Sunday, June 3, 2012

Why are there so many contradictions in the gospels?

Many people have sought to answer this question in so many ways but as expected it is never answered to the satisfaction of all. The apologist's deny any contradictions and are working hard to try to reconcile those contradictions; while the non-believers such as myself see these contradictions as proof that the gospel story cannot be trusted as historical or factual.

I've thought about this question for quite some time; and have come up with what I believe is a simple answer to why the synoptic gospels as well as the gospel according to John are so different from each other and disagree on the details regarding the life of Jesus. First and foremost is the fact that none of the gospels are first hand accounts of the events that they describe. Second, none of the authors of those gospels are actually the persons whose names are attached to the documents. Until about the mid second century the gospels were all recognized to be anonymous works, and their authors because of this till this day remain unknown.

If you take into consideration that the gospels were entirely based on oral traditions and not historical facts, but rather tales or shall we call them what they really are? Folktales. The online Mirriam Webster dictionary defines a folktale as': a characteristically anonymous, timeless, and placeless tale circulated orally among a people.' Our gospels definitely meet all of the criteria of a folktale as defined by Merriam Webster. 

One last thing to consider is that oral stories tend to change and evolve with the telling. As time goes by they are usually embellished to convey a certain teaching or in the case of the gospels; the many doctrines that have been derived from the many tales that they are composed of.

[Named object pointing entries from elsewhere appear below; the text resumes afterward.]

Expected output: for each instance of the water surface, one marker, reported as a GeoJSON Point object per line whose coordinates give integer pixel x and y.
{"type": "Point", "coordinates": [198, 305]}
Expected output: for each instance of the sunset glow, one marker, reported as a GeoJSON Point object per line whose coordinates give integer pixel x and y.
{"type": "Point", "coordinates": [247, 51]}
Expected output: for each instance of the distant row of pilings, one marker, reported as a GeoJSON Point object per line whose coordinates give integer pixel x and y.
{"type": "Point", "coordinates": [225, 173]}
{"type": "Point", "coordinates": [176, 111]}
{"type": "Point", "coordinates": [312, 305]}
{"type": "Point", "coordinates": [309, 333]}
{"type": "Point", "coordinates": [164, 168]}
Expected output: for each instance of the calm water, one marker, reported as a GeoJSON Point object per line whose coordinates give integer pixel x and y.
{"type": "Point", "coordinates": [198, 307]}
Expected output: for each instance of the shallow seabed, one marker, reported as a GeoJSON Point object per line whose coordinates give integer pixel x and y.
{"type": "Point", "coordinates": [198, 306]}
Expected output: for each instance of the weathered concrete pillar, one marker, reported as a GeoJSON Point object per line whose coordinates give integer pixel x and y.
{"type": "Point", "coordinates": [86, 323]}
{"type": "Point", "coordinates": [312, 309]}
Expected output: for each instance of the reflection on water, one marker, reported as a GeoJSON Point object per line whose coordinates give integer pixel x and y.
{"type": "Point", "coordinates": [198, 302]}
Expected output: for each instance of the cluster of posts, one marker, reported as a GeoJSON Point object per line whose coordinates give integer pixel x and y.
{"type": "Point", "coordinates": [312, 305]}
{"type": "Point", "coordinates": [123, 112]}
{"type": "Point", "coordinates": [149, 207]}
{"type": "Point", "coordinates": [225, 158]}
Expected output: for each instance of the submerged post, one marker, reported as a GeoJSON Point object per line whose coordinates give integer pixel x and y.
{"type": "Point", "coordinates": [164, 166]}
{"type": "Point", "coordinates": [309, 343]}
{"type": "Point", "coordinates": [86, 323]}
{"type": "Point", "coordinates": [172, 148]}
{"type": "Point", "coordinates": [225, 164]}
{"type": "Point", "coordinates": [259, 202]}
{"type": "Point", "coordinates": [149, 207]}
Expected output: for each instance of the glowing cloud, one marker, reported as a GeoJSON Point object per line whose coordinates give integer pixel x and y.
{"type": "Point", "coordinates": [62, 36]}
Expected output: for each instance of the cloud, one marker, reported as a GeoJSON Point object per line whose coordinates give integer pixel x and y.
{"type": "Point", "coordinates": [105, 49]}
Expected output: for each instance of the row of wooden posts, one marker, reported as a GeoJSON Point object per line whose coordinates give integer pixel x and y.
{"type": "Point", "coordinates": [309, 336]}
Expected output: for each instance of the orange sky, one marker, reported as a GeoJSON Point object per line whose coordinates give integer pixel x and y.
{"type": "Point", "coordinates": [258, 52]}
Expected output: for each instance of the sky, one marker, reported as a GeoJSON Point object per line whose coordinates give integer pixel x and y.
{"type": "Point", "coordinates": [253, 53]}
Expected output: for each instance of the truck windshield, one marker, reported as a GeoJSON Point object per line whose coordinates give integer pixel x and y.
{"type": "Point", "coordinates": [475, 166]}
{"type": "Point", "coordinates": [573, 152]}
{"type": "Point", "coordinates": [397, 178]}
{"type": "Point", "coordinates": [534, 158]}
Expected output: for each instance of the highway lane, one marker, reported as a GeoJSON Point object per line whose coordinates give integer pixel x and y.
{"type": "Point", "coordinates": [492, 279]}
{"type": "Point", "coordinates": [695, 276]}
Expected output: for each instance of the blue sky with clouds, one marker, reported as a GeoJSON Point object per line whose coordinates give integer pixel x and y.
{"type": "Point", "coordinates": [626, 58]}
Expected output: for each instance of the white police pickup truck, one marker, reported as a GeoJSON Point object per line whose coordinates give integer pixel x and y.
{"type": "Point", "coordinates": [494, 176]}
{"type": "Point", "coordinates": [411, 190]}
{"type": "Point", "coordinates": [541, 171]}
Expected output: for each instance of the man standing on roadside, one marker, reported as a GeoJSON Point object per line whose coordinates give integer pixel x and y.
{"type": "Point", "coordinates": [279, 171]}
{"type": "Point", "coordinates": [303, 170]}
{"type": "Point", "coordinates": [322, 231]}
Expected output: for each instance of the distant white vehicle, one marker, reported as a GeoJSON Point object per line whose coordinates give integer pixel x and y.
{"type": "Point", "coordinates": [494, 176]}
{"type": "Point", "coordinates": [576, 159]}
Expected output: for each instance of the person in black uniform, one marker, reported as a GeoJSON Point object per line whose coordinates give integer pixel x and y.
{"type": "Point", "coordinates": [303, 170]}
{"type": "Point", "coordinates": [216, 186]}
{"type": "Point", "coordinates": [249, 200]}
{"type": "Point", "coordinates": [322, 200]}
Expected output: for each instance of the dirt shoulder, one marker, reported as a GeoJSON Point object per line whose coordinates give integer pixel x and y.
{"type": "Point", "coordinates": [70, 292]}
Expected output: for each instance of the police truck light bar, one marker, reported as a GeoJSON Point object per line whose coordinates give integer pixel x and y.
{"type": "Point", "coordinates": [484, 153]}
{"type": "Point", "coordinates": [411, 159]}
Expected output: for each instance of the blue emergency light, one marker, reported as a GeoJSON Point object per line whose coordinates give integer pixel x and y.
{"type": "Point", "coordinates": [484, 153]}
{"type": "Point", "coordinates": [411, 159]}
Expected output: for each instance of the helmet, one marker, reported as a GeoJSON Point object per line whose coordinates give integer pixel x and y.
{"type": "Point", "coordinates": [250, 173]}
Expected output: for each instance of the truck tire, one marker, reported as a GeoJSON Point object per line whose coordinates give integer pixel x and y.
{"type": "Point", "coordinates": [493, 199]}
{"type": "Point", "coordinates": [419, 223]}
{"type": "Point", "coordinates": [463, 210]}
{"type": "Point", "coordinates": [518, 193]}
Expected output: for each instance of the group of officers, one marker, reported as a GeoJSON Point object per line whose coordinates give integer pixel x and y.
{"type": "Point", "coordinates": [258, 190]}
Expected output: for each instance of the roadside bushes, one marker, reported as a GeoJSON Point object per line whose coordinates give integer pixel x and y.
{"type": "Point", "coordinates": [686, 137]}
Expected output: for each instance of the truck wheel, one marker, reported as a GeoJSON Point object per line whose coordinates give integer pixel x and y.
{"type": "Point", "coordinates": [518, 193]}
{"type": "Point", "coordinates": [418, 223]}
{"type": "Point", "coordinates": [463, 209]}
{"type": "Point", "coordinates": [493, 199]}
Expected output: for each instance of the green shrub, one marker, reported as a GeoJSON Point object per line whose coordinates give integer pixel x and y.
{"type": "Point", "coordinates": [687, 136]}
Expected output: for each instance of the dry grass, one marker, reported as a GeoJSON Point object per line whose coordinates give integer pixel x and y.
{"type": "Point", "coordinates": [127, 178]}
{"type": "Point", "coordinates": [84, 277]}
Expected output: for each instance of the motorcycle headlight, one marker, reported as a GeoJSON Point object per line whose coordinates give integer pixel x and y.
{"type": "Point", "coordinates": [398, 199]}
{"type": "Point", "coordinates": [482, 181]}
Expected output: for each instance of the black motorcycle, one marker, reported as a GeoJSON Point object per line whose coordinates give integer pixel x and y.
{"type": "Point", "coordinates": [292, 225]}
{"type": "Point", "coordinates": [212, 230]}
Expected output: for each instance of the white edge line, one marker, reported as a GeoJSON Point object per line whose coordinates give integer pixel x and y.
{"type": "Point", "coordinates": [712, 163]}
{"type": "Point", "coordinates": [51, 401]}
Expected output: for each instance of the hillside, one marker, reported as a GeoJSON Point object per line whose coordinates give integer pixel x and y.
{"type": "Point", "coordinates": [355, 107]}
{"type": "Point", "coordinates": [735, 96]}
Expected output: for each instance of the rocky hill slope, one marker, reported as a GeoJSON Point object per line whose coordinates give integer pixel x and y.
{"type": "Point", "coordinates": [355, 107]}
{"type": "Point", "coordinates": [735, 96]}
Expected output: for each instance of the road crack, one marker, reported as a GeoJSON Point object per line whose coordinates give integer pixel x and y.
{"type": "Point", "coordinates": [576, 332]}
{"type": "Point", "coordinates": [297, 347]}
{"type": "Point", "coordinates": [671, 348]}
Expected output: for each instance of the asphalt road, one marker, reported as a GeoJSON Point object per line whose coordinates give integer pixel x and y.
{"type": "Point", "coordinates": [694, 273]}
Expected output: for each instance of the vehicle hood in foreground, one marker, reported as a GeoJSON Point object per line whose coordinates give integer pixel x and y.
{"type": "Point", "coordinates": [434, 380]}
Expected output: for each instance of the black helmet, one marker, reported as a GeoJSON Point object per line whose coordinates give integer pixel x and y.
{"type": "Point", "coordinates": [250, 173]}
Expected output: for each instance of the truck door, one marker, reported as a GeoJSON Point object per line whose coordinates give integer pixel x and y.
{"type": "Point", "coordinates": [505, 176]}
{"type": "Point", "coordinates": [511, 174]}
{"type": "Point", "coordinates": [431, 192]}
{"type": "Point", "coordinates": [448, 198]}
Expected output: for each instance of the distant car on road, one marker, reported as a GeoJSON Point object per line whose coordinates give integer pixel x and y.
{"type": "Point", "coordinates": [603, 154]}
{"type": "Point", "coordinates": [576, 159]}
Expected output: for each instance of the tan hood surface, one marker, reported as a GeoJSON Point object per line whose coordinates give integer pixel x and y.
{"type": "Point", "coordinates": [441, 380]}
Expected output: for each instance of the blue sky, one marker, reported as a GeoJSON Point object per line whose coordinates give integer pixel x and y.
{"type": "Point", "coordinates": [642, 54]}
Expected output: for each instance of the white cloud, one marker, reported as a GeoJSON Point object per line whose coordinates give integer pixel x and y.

If there are any historical facts in the gospel tales about Jesus it is almost certain that they have been greatly exaggerated as time has passed and are not the same tales that were being told in the beginning. I am pretty sure that what we have is the greatly exaggerated tales of the anonymous authors of those gospels.

This last fact is made evident from the various ways in which the tale is told by the various authors who are telling them. If we include the gospel of John among the synoptic gospels what we are really reading in them is four different tales told by four different authors and their interpretation of the oral traditions as they have received them. Taking this into consideration will help make sense out of why there are so many discrepancies in the tales about Jesus. 

The authors of the gospels are four different authors with four different tales to tell based on their own individual interpretation of the tales that they have received orally most likely from their family or friends. Out of these four tales the authors have all come up with their own doctrinal beliefs based on what they have learned and how they have learned it. If you study the New Testament carefully you will be able to see the various doctrines within the texts themselves. Even back then the church was divided on doctrinal matters regarding the end times, resurrection, the role of women in the church etc.

In closing I think that this simple idea about the gospels in particular can also be extended to the entire bible as a whole. It helps explain why we have so many contradictions in the scriptures and why they cannot be reconciled without going through some ridiculous mental gymnastics to try and make sense out of nonsense. Think of it as being similar to having four psychiatrists write on the same subject separately and then putting all of their works together into one book. This is what happened with the gospels and the bible as a whole, I am pretty sure that the various authors of the scriptures had no idea that one day all of their works would be put together with those of other writers both in agreement and at odds with their beliefs.


  1. I would argue that the bible does not qualify as a folk tale in that it is neither timeless nor placeless. However, I can see what you mean about oral histories. Everyone puts their own slant and morality on it. The commonality in pagan religions illustrate that.

  2. In the sense that it can't be accurately place in history in my opinion makes it timeless and placeless. It seems to me that the gospels have been inserted into history by its authors in an attempt to add some sort of historical veracity to the myths.

    1. I really don't feel it was that insidious. I don't think they set out to fool people, but more the story was accepted. I mean, as you pointed put, there were hundreds of years of oral history, I am sure lots of things were added over time. There is a certain truth to the saying: you know you invented your God when he hates the things you do.

    2. Yesterdays religions are today's myths. I believe that Christianity is nothing more than a myth that is based entirely on a misrepresentation of the Old Testament tales of a coming messiah, who actually was supposed to come for the Jews.

      Religious myths tend to build upon one another and as time passes and they are exposed to other cultures and beliefs those myths merge and expand with earlier myths that predated them. Christianity is heavily influenced by Judaism and Babylonian myths.